An overview of dangerous dogs legislation.Jump to full report >>
This Briefing was last updated in August 2016. In May 2018 the Environment, Food and Rural Affairs Committee launched an inquiry on Breed Specific Legislation. The Legislation in the briefing is also relevant to a Petitions Committee debate scheduled for 16 July 2018 (further details of the Petition and Government response are available online).
The Dangerous Dogs Act 1991 was introduced following press reports of dog attacks, focusing mainly on American pit bull terriers. The Act raised concerns for many years because it only covered attacks by dogs that took place in a public places. It did not apply to attacks by dogs on private property, for example someone’s home. In addition, reports of increases in deliberate attacks using dogs raised concerns about the need for further powers that could be applied to dog owners. Further background on the origins of the legislation can be found in Library Paper 98/6 on Dogs.

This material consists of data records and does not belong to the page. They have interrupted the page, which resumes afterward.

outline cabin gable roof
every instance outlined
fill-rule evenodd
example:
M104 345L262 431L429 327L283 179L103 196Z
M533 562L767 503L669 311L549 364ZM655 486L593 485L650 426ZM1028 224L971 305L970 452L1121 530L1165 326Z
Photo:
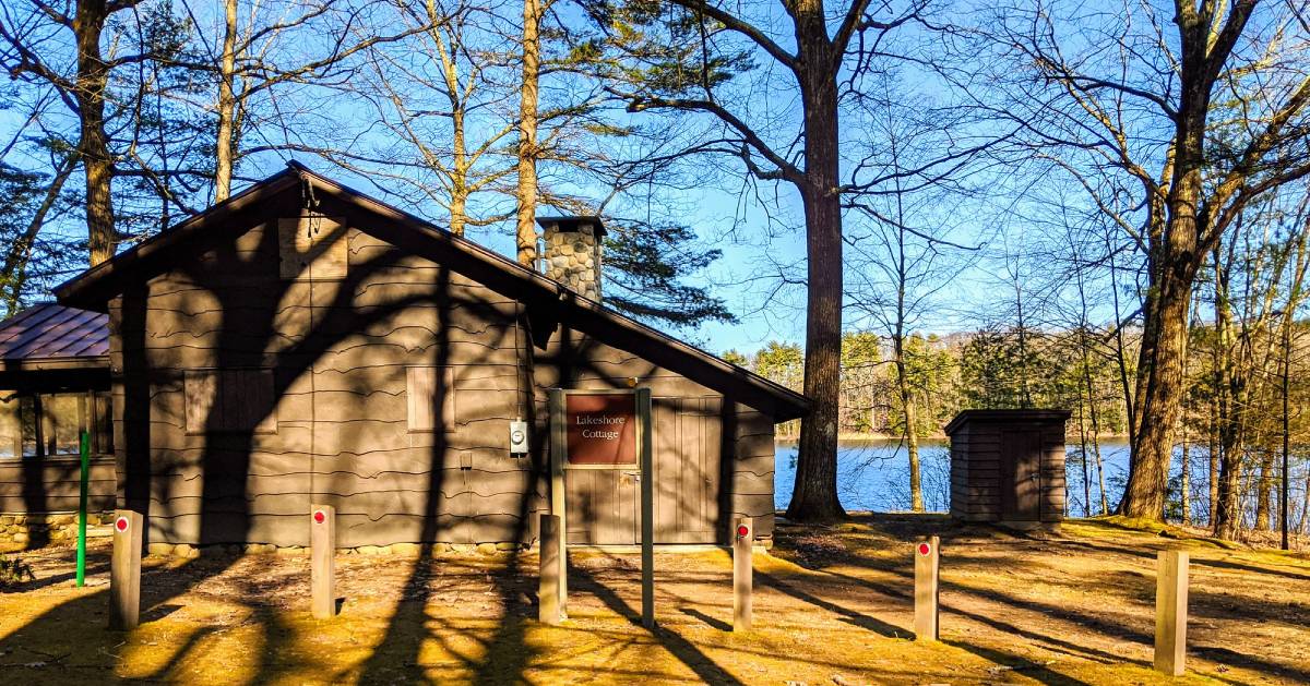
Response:
M301 212L307 204L331 216L345 216L359 230L401 250L448 264L469 279L524 302L533 327L541 326L544 331L538 333L548 336L565 323L693 378L735 402L769 414L777 422L808 412L810 402L799 393L582 297L534 270L295 162L60 284L55 295L63 305L106 312L109 301L130 285L170 270L179 259L203 250L206 244L217 244L234 237L232 234L237 230Z

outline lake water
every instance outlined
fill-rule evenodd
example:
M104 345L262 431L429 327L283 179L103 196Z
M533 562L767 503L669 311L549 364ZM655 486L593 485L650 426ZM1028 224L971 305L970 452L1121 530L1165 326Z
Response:
M1090 452L1090 448L1089 448ZM774 500L778 509L786 509L791 501L791 490L796 478L796 445L779 441L777 444L777 466L774 471ZM918 448L922 465L924 507L933 512L946 512L950 508L951 461L950 446L941 441L925 441ZM1083 501L1082 465L1078 461L1079 446L1069 446L1066 461L1069 487L1069 513L1082 516L1087 512ZM1128 442L1106 441L1100 445L1102 462L1106 470L1106 495L1114 508L1123 495L1128 480ZM848 511L907 511L909 509L909 465L908 453L901 441L842 441L837 449L837 495ZM1193 456L1193 465L1196 457ZM1201 467L1204 470L1204 467ZM1095 462L1089 462L1091 477L1093 513L1099 513L1100 491L1096 483ZM1196 471L1204 480L1204 471Z

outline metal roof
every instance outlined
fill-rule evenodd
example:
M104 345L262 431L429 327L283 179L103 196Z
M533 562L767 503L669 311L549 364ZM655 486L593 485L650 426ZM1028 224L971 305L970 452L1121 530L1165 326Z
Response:
M107 314L42 302L0 322L0 360L4 361L106 355Z

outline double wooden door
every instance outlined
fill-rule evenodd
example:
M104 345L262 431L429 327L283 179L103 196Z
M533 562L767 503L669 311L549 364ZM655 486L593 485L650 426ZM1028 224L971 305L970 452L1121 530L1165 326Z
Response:
M1041 433L1001 432L1001 518L1041 518Z
M722 399L652 399L656 543L714 543L719 529ZM570 543L641 542L639 466L566 465Z

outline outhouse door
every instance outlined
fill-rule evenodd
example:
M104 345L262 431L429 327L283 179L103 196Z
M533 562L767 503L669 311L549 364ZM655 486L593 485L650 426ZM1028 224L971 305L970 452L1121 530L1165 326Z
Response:
M1041 433L1001 432L1001 518L1041 518Z

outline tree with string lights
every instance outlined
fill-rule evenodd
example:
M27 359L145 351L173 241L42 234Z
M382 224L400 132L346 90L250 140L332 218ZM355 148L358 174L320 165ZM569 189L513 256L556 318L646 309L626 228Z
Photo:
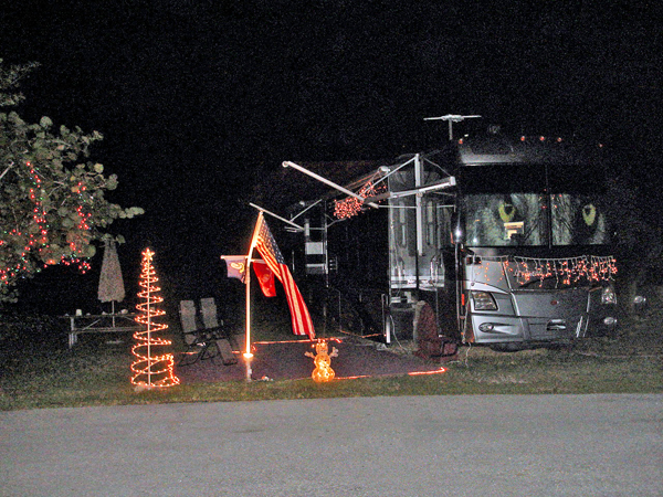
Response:
M19 81L34 67L6 67L0 59L0 107L23 99ZM94 242L110 236L106 228L143 213L104 198L117 177L87 160L90 146L102 138L78 127L54 129L49 117L29 124L13 110L0 113L0 303L14 302L18 281L49 265L74 264L85 272Z
M158 307L164 298L159 296L161 288L157 286L159 278L152 265L154 255L149 248L143 251L139 282L143 289L138 293L140 304L136 306L136 321L144 328L134 334L136 343L131 348L136 357L131 363L131 383L136 385L137 391L179 384L179 379L173 373L173 356L164 352L172 342L157 336L159 331L167 329L168 325L158 321L166 311Z

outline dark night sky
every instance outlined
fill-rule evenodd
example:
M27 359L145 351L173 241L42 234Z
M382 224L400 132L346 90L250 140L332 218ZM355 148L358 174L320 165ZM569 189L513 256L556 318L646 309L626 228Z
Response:
M251 190L283 160L434 148L427 116L660 148L659 8L464 3L23 0L0 9L0 57L42 64L24 117L104 134L112 200L147 210L112 226L120 257L151 244L183 290L246 248Z

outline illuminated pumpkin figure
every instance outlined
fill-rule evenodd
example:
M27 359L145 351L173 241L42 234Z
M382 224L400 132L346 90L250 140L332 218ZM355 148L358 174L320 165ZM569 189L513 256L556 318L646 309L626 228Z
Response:
M332 353L329 353L327 340L318 340L314 347L316 352L315 356L312 352L304 353L304 356L312 357L315 364L311 378L313 378L313 381L316 383L334 380L336 373L332 369L330 363L333 357L338 357L338 349L333 347Z

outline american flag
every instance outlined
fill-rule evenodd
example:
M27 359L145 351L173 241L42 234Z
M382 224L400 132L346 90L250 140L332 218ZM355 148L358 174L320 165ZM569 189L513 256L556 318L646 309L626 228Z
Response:
M283 254L278 250L278 246L276 246L274 236L272 235L262 212L257 216L254 233L255 232L257 233L255 247L262 255L267 267L272 269L285 289L287 305L290 306L293 320L293 332L295 335L307 335L308 338L314 339L315 330L313 329L313 321L311 320L306 303L302 298L299 288L297 288L293 275L285 264Z

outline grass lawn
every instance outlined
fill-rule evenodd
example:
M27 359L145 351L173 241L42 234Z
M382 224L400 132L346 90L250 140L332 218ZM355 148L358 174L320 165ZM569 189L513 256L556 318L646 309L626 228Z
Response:
M91 340L70 351L63 346L33 342L31 347L3 350L0 410L368 395L661 393L661 317L663 313L650 310L645 317L624 324L619 337L582 340L571 350L501 353L463 347L459 360L448 364L443 374L323 384L312 380L227 381L139 393L129 382L133 356L127 343Z

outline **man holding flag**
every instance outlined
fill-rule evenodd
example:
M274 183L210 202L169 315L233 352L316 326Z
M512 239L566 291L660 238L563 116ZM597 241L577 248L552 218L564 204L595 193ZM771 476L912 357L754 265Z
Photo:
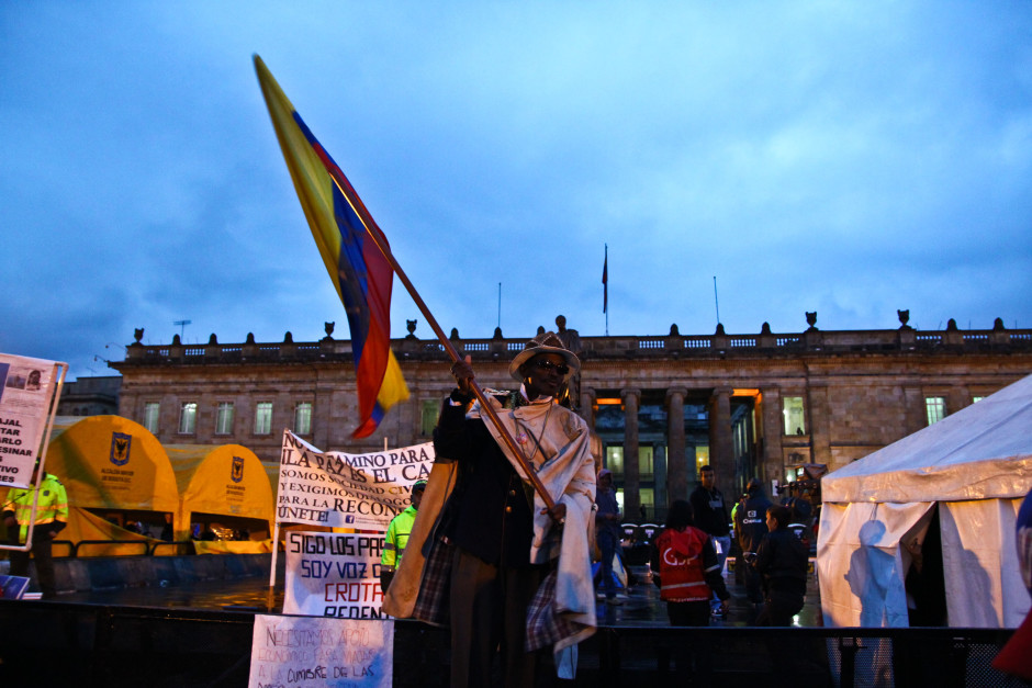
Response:
M360 408L354 437L373 432L384 411L408 396L390 350L392 269L455 362L458 386L435 430L441 460L422 503L429 504L413 523L383 610L434 623L450 617L452 686L494 685L500 643L506 685L534 685L534 651L547 644L553 644L560 676L572 678L576 643L595 628L587 545L595 471L587 425L556 397L580 361L547 332L511 364L523 384L503 394L506 405L480 390L355 189L257 55L255 68L298 198L347 309Z
M546 332L509 364L519 390L490 393L524 459L554 499L558 522L540 495L530 494L520 462L473 402L472 365L452 365L457 386L434 432L438 465L428 493L436 492L435 483L455 488L435 510L420 509L408 549L422 545L415 538L428 530L418 520L435 519L426 563L419 561L413 571L417 560L402 560L401 580L384 599L384 610L393 616L450 624L452 686L495 685L492 664L498 647L506 686L532 686L534 650L549 644L560 675L572 677L574 645L594 631L587 546L594 461L587 424L556 401L580 365L554 332ZM450 471L442 472L445 466Z

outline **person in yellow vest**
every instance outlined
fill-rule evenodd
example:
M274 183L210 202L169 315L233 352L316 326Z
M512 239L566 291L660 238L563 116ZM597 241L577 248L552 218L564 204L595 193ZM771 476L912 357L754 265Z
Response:
M395 516L388 526L383 541L383 555L380 557L380 589L383 591L391 587L394 571L402 561L402 554L405 553L405 545L408 544L408 535L412 533L412 525L416 520L416 511L419 510L424 492L426 492L426 481L416 481L412 486L412 504Z
M51 543L67 526L68 494L56 475L40 471L38 459L32 473L32 485L35 487L9 489L0 511L8 528L8 541L11 544L24 544L29 535L29 520L32 518L33 495L40 493L30 552L36 561L40 590L43 598L47 599L57 594ZM30 552L11 552L12 576L29 576Z

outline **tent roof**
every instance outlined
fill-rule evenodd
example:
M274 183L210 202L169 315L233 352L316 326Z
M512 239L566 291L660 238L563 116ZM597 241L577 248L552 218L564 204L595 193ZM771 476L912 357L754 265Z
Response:
M46 471L64 483L70 506L175 511L179 505L158 438L121 416L56 417Z
M1032 375L821 480L825 501L965 501L1032 488Z
M272 519L276 495L251 450L240 444L167 444L165 450L179 485L183 528L191 512Z

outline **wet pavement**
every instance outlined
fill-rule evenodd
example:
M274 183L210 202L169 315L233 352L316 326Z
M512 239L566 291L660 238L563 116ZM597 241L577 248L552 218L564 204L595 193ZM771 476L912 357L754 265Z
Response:
M620 605L597 602L598 624L607 627L668 627L666 606L660 600L659 588L652 584L648 565L629 566L631 585L620 590ZM750 604L745 590L734 582L733 574L726 574L725 580L731 593L731 604L723 619L714 618L714 627L745 627L750 620ZM59 594L58 602L87 605L199 609L216 611L240 611L245 613L267 613L269 597L269 577L249 576L226 580L199 580L195 583L168 586L139 586L110 590L89 590ZM273 593L272 612L279 612L283 606L283 577L278 577ZM820 595L815 575L808 578L806 604L796 617L794 625L820 627Z

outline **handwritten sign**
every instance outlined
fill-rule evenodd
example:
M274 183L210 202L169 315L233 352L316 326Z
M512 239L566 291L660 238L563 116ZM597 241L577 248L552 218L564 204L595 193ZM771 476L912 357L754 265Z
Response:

In 2013 the then Government announced a package of measures to tackle irresponsible dog owners, including the introduction of compulsory microchipping of all dogs from April 2016 and to extend dangerous dogs’ legislation to private property. This became part of the Antisocial Behaviour, Crime and Policing Act 2014, together with increased powers relating to dogs and antisocial behaviour.
There is also legislation in Scotland, the Control of Dogs (Scotland) Act 2010, which requires all owners to keep control of their dogs in private and public places, regardless of their breed. Dog microchipping has been compulsory in Northern Ireland since 2011 and in Wales since March 2015.
More recently there have been calls for changes to the Dangerous Dogs Act 1991, specifically to remove the ban on certain breeds (the breed-specific legislation). Those that oppose the law criticise it for requiring the destruction of safe dogs while failing to tackle the number of dog bite incidents.
The Government has rejected these calls.